Un peu d'histoire
Origine et histoire
Les lasagnes puisent leurs racines dans une lignée ancienne de pâtes en feuilles : le mot lui‑même dérive du grec laganon, une pâte étalée en couches, reprise ensuite par les Romains et attestée dans des sources médiévales italiennes. La version moderne, telle qu’on la connaît aujourd’hui, feuilles de pâtes alternant avec une sauce de viande et une sauce blanche, s’est consolidée en Émilie‑Romagne, et plus particulièrement autour de Bologne, où le ragù à la viande et la besciamella se sont imposés comme combinaison classique. La recette familiale que vous mentionnez (350 g de boeuf hâché, oignon, ail, carotte, 6 feuilles de lasagnes, 400 g de chair de tomates, feuille de laurier, thym) s’inscrit dans cette continuité : un soffritto d’aromates, une cuisson lente de la viande avec la tomate et des herbes, puis l’assemblage en couches avant cuisson au four. L’introduction de la sauce blanche est postérieure et liée aux influences culinaires franco‑italiennes des XVIIe‑XVIIIe siècles.
Ce qui la caractérise
Ce qui distingue les lasagnes, c’est la rencontre de textures et de goûts sur plusieurs étages : la feuille de pâte, idéalement fraîche et légèrement al dente, apporte fermeté ; le ragù offre richesse, gras et umami issus du boeuf hâché et d’un mijotage prolongé ; la sauce blanche ou le fromage fondu apportent onctuosité et liaison.

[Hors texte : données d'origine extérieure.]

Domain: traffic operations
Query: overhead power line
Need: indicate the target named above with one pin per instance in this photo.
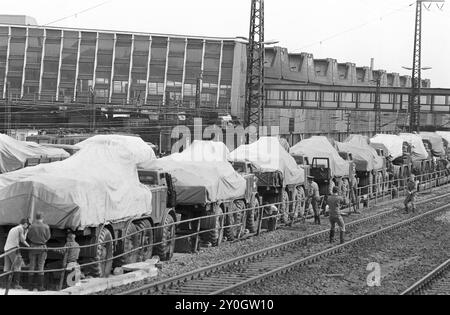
(320, 42)
(78, 13)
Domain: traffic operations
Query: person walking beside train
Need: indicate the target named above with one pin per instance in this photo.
(13, 259)
(411, 191)
(38, 236)
(354, 194)
(313, 198)
(334, 204)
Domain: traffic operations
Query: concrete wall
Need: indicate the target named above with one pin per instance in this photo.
(281, 65)
(334, 122)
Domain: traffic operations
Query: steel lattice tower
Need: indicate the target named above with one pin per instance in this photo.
(254, 94)
(414, 101)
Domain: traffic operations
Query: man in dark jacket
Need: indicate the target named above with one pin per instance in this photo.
(411, 192)
(334, 203)
(39, 234)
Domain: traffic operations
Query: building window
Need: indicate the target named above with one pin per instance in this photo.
(156, 88)
(32, 74)
(102, 81)
(104, 93)
(120, 87)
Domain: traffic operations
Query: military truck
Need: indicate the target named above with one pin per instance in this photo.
(111, 230)
(279, 179)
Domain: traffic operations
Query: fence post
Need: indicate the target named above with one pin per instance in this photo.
(260, 219)
(197, 236)
(63, 273)
(8, 282)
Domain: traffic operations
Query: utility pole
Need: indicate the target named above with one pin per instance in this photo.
(378, 107)
(7, 121)
(414, 101)
(254, 94)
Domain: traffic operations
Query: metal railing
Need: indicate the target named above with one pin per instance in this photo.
(390, 190)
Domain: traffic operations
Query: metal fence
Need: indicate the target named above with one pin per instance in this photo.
(390, 190)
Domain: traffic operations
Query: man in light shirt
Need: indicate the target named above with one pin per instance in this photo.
(13, 259)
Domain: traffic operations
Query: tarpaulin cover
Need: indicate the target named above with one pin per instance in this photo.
(202, 182)
(320, 147)
(437, 144)
(445, 135)
(269, 155)
(99, 184)
(362, 150)
(203, 151)
(14, 153)
(393, 143)
(143, 151)
(418, 151)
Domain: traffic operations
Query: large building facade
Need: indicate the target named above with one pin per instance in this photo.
(144, 75)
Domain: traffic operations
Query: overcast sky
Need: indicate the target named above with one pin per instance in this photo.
(346, 30)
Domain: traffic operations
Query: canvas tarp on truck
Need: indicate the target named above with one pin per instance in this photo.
(393, 143)
(364, 161)
(269, 155)
(437, 143)
(141, 150)
(203, 151)
(201, 183)
(418, 151)
(445, 135)
(362, 148)
(14, 153)
(99, 184)
(320, 147)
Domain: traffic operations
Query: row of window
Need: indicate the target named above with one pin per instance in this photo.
(156, 60)
(352, 100)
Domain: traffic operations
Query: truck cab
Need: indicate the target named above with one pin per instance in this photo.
(163, 193)
(321, 171)
(303, 162)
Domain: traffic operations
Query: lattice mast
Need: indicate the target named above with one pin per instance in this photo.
(414, 102)
(255, 93)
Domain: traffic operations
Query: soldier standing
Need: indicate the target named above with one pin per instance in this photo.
(411, 194)
(313, 198)
(334, 203)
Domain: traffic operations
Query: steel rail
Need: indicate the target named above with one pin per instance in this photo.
(427, 282)
(197, 274)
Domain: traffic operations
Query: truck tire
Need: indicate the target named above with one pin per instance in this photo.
(104, 251)
(300, 203)
(235, 232)
(166, 249)
(215, 224)
(252, 219)
(284, 208)
(146, 240)
(129, 245)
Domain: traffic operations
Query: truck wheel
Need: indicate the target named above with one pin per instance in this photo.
(104, 254)
(215, 224)
(300, 203)
(252, 219)
(146, 240)
(233, 233)
(129, 245)
(166, 249)
(284, 209)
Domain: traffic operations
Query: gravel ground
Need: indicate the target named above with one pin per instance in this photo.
(405, 256)
(188, 262)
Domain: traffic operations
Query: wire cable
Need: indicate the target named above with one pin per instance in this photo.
(354, 28)
(78, 13)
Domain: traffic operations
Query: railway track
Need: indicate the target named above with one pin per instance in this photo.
(256, 267)
(436, 282)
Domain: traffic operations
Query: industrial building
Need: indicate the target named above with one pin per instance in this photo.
(58, 73)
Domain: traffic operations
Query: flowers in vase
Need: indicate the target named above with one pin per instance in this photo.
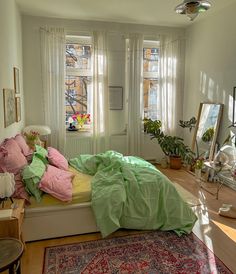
(81, 118)
(32, 138)
(199, 163)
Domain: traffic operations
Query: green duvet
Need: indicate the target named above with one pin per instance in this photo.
(128, 192)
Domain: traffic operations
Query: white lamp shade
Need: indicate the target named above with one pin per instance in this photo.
(42, 130)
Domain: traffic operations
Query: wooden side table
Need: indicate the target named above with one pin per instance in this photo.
(11, 251)
(12, 227)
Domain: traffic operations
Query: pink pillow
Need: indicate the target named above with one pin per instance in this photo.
(20, 192)
(58, 183)
(26, 150)
(11, 158)
(56, 159)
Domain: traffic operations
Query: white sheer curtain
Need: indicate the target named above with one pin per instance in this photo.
(100, 97)
(171, 84)
(53, 76)
(135, 94)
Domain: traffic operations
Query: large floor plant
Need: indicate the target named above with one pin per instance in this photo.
(171, 146)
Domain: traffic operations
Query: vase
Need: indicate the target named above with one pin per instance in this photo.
(198, 174)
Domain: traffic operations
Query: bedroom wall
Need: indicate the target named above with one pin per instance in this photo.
(211, 65)
(10, 56)
(116, 44)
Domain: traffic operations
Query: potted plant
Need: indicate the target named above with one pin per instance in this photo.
(172, 146)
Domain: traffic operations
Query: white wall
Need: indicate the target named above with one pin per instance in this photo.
(10, 56)
(211, 65)
(116, 54)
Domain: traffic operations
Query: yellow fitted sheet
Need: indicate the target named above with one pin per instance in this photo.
(81, 192)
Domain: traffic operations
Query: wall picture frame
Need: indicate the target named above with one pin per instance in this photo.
(16, 73)
(9, 106)
(116, 97)
(18, 109)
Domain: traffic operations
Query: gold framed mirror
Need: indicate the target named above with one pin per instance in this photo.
(206, 130)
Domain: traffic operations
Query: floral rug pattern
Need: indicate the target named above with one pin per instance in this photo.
(149, 253)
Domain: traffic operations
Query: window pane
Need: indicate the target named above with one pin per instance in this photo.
(78, 56)
(150, 96)
(150, 59)
(77, 89)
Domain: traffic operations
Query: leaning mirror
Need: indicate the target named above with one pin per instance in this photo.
(206, 130)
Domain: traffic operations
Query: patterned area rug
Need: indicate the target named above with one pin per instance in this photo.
(150, 253)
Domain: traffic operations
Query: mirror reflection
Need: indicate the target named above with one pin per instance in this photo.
(206, 130)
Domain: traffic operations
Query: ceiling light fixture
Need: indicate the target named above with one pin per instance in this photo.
(192, 8)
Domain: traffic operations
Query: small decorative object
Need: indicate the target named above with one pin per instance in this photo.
(199, 163)
(32, 138)
(81, 119)
(71, 127)
(221, 159)
(9, 107)
(192, 8)
(42, 131)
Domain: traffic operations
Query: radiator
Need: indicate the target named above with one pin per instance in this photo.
(78, 145)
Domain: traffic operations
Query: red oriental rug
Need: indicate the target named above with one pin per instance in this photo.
(151, 253)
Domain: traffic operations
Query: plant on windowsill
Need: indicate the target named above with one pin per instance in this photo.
(81, 119)
(172, 146)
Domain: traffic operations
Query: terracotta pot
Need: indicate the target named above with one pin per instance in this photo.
(175, 162)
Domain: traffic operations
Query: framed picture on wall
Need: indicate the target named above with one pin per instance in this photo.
(16, 80)
(18, 109)
(116, 97)
(9, 106)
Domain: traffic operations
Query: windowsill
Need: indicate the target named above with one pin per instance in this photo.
(79, 133)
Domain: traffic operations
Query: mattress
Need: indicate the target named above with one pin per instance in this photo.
(81, 192)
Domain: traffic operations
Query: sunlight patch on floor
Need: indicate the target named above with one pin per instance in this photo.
(229, 231)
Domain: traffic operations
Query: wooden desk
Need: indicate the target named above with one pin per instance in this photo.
(11, 251)
(12, 227)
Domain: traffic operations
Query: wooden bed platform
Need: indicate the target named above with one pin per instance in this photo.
(58, 221)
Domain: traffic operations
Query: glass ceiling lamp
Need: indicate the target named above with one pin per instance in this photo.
(192, 8)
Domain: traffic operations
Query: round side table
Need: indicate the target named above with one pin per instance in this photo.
(11, 251)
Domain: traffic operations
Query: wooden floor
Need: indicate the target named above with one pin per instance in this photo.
(219, 233)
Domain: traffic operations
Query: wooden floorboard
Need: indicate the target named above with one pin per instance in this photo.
(217, 232)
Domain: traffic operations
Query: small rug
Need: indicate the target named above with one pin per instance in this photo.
(149, 253)
(187, 196)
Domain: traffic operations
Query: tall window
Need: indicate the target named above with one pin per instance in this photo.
(78, 80)
(151, 79)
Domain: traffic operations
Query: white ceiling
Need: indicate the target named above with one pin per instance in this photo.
(150, 12)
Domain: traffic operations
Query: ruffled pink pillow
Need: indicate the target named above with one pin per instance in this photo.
(58, 183)
(20, 192)
(56, 159)
(11, 158)
(26, 150)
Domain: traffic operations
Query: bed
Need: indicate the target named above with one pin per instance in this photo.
(108, 191)
(52, 218)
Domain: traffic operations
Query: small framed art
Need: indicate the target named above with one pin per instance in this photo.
(9, 106)
(18, 109)
(16, 80)
(116, 97)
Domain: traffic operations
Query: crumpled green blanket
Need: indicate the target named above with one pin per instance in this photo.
(128, 192)
(32, 174)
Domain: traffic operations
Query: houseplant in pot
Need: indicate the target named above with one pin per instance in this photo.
(172, 146)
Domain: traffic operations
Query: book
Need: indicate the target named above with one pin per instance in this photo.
(6, 214)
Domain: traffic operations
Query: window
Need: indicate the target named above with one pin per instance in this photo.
(151, 79)
(78, 80)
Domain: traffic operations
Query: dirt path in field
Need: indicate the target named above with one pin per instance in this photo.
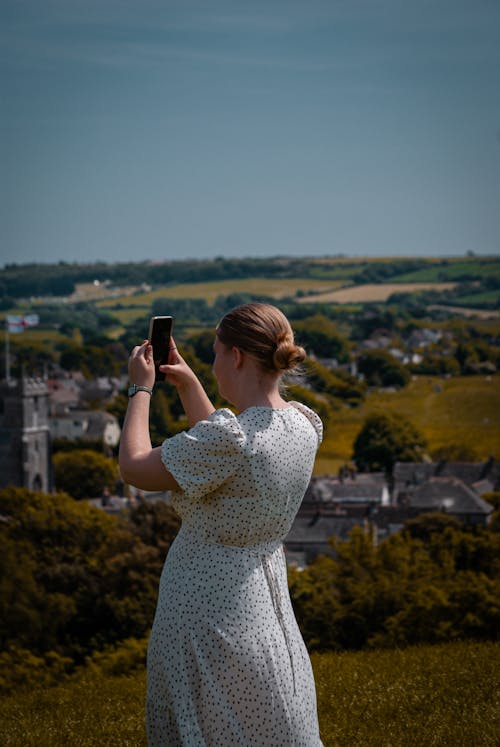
(373, 292)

Au palais on recherche l’équilibre entre l’acidité de la chair de tomates, le sucré des légumes du soffritto, et la salinité du fromage râpé. C’est un plat de réconfort, plutôt de saison fraîche (automne‑hiver) et typiquement servi pour le déjeuner du dimanche, les réunions familiales ou les fêtes où l’on cuisine d’avance et on partage au four.
Variantes et adaptations
Les variations régionales sont nombreuses : la célèbre lasagne alla Bolognese d’Émilie‑Romagne associe ragù de bœuf et besciamella avec Parmigiano‑Reggiano. À Naples, la lasagna alla Napoletana est souvent plus riche, avec saucisses, boulettes de viande, salami et parfois ricotta ou œufs durs, consommée traditionnellement au Carnaval (lasagne di Carnevale). On rencontre aussi la lasagne verdi (pâtes à la farine et aux épinards) ou des versions végétariennes avec aubergines, courgettes et ricotta. À l’étranger, notamment aux États‑Unis, la recette a été adaptée avec de la ricotta et beaucoup de mozzarella, ainsi qu’avec des feuilles sèches précuites pour la praticité. Aujourd’hui existent aussi des versions sans gluten, véganes (béchamel végétale, protéines de soja) ou allégées.
Importance culturelle
Les lasagnes sont emblématiques de la convivialité culinaire italienne, et en particulier de la tradition gastronomique d’Émilie‑Romagne et de Bologne. Elles incarnent le repas familial dominical et la transmission de recettes de mère en fille, ou de père en fils, où chaque foyer ajuste le ragù et la quantité de besciamella. Grâce aux migrations italiennes, la lasagne a aussi façonné des identités culinaires locales à New York, Buenos Aires ou Sydney, devenant un plat d’identification communautaire tout en restant un bon exemple de plat de terroir adaptable.